Chess as a case study in hidden capabilities in ChatGPT

(Edit: This post is out of date, and understates ChatGPT’s chess abilities. gpt-3.5-turbo-instruct, when prompted correctly, plays consistently legal moves at around the 1800-2000 Elo level. Thanks to commenter GoteNoSente for pointing this out and to ClevCode Ltd for writing a wrapper. See this related GitHub by ClevCode.)

There are lots of funny videos of ChatGPT playing chess, and all of them have the same premise: ChatGPT doesn’t know how to play chess, but it will cheerfully and confidently make lots of illegal moves, and humoring its blundering attempts to play a game it apparently doesn’t understand is great content.

What’s less well-known is that ChatGPT actually can play chess when correctly prompted. It plays at around 1000 Elo, and can make consistently legal moves until about 20-30 moves in, when its performance tends to break down. That sounds not-so-impressive, until you consider that it’s effectively playing blindfolded, having access to only the game’s moves in algebraic notation, and not a visual of a chessboard. I myself have probably spent at least a thousand hours playing chess, and I think I could do slightly better than 1000 Elo for 30 moves when blindfolded, but not by much. ChatGPT’s performance is roughly the level of blindfolded chess ability to expect from a decent club player. And 30 moves is more than enough to demonstrate beyond any reasonable doubt that ChatGPT has fully internalized the rules of chess and is not relying on memorization or other, shallower patterns.
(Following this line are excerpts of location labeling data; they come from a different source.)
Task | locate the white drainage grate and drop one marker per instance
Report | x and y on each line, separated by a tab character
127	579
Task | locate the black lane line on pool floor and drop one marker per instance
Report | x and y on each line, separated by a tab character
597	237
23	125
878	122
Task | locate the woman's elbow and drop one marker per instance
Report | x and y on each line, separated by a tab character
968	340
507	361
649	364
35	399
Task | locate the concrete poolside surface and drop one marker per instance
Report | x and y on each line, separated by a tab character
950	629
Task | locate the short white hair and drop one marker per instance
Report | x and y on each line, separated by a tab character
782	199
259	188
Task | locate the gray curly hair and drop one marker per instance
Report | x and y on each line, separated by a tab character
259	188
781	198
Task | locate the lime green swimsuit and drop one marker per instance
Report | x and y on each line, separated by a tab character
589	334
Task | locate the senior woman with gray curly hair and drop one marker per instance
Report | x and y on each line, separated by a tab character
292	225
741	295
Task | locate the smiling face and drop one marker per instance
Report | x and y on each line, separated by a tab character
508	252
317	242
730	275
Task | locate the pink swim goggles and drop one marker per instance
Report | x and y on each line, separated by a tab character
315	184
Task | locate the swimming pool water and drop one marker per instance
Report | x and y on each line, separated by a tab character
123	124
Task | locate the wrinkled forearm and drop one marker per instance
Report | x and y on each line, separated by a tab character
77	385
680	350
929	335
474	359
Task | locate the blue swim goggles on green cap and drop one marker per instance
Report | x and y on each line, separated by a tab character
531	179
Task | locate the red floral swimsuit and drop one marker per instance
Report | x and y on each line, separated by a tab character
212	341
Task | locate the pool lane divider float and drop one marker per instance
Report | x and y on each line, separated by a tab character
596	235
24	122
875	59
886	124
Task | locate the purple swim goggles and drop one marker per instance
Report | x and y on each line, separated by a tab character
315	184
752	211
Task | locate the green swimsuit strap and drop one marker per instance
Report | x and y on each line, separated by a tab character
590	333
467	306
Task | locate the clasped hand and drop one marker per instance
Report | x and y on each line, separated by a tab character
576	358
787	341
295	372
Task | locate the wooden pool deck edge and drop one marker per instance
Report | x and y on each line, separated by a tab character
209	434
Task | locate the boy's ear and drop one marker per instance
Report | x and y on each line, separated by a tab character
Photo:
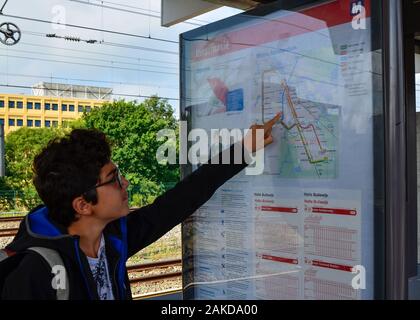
81	206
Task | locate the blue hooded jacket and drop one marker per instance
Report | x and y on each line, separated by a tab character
124	237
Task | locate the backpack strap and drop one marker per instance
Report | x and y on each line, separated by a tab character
54	259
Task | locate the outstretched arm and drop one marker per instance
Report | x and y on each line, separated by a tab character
149	223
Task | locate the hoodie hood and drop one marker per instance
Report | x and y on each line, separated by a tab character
37	230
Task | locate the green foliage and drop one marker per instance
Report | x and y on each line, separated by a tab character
21	146
131	128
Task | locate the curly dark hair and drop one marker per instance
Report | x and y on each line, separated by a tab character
66	168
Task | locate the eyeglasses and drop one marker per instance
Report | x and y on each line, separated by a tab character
116	178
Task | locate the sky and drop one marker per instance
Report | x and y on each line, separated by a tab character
121	62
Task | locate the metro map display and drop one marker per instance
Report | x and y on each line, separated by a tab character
297	230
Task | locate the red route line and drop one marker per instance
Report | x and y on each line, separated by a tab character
292	107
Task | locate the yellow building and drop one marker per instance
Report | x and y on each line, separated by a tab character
41	111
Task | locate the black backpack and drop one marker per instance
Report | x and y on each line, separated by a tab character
10	260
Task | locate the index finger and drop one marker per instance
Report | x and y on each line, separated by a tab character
271	122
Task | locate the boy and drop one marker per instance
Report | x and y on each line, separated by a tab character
86	217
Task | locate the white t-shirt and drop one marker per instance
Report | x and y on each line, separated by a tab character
100	272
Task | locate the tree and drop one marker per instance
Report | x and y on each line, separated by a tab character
131	128
20	148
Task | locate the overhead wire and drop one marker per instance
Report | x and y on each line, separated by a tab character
89	28
81	91
114	44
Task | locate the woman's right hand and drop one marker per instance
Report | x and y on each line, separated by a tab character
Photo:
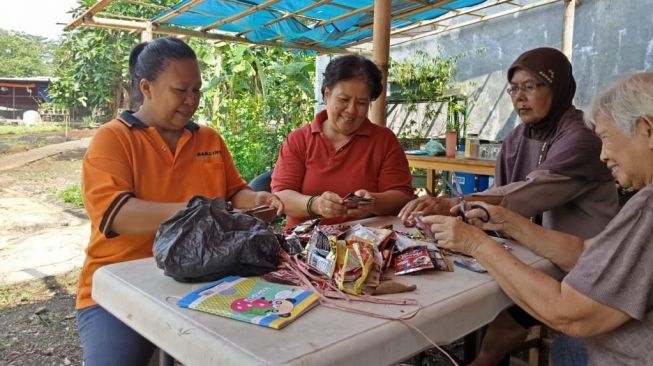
425	205
329	205
498	220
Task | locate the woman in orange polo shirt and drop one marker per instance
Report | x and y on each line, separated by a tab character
342	152
139	170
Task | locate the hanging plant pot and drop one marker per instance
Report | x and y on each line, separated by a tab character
450	144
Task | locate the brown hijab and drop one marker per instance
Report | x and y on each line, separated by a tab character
560	142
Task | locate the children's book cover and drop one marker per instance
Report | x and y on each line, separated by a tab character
251	300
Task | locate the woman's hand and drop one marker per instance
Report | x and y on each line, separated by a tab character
270	200
362	210
499	217
426	205
329	205
453	234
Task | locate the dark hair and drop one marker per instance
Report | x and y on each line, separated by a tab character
350	67
148	59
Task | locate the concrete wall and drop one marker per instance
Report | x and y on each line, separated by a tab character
612	38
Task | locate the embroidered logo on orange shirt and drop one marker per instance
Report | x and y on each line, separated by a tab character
208	154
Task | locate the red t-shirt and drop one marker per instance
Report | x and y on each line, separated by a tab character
373	160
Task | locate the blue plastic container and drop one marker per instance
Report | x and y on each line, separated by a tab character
483	182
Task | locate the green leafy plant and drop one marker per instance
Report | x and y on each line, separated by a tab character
92	64
255	96
428	88
72	194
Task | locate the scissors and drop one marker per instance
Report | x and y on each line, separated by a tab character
459	192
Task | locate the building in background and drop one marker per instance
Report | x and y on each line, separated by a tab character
18	95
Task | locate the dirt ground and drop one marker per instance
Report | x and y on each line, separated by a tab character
12	143
38	317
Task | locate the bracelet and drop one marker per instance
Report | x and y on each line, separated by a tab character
309	210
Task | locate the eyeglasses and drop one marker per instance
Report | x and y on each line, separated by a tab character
527	88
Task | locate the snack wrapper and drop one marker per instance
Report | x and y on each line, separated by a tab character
413	260
321	253
354	262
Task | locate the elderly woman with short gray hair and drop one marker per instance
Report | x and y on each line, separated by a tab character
606	297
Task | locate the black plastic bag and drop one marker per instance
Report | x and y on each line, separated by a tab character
205	242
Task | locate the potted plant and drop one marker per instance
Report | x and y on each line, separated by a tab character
424	86
456	125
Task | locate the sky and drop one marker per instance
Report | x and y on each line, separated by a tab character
36	17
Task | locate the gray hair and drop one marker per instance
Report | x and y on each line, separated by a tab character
624	102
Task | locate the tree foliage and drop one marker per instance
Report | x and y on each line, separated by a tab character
92	64
24	55
253	95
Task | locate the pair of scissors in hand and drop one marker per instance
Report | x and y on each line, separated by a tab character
463	205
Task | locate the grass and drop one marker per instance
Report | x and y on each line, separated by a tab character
73	195
7	129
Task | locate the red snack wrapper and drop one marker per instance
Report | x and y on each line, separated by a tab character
413	260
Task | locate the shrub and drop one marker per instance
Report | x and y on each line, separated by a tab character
73	195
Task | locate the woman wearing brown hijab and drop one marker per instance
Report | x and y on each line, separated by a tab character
548	170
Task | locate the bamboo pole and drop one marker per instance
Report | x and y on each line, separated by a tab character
240	15
170	30
568	28
381	48
101	4
147	34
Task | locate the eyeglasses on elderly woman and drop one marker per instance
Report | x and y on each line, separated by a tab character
526	87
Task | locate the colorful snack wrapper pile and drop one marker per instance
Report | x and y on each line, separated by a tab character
413	260
354	262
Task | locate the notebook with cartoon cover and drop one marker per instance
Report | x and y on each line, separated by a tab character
252	300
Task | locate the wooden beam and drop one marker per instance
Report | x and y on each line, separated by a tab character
147	34
118	16
240	15
381	48
288	15
345	16
485	18
175	12
568	28
101	4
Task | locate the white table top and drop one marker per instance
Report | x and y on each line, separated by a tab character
453	304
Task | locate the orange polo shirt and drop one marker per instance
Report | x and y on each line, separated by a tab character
372	160
127	158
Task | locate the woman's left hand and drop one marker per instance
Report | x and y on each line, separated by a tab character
270	200
453	234
364	210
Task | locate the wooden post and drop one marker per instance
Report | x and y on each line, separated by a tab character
146	35
381	48
568	28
The “magic prompt” that I’ve been using is the following:

You are a chess grandmaster playing black, and your goal is to win as quickly as possible. I will provide the current game score before each of your moves, and your reply should just be your next move in algebraic notation with no other commentary. The current score:

1. e4

and then in my later replies, providing the full current game score[1] to ChatGPT as my message to it, e.g.:

1. e4 f5
2. Nh3 fxe4
3. Nf4 Nf6
4. b4 e5
5. b5

This “magic prompt” isn’t original to me—soon after GPT-4 came out, a friend of mine told me about it, having seen it as a comment on HackerNews. (Sorry, anonymous HackerNews commenter—I’d love to credit you further, and will if you find this post and message me.)

The especially interesting thing about this is the sharp contrast between how ChatGPT-3.5 performs with and without the prompt. With the prompt, ChatGPT plays consistently legally and even passably well for the first 30 or so moves; without the prompt, ChatGPT is basically totally unable to play a fully legal game of chess.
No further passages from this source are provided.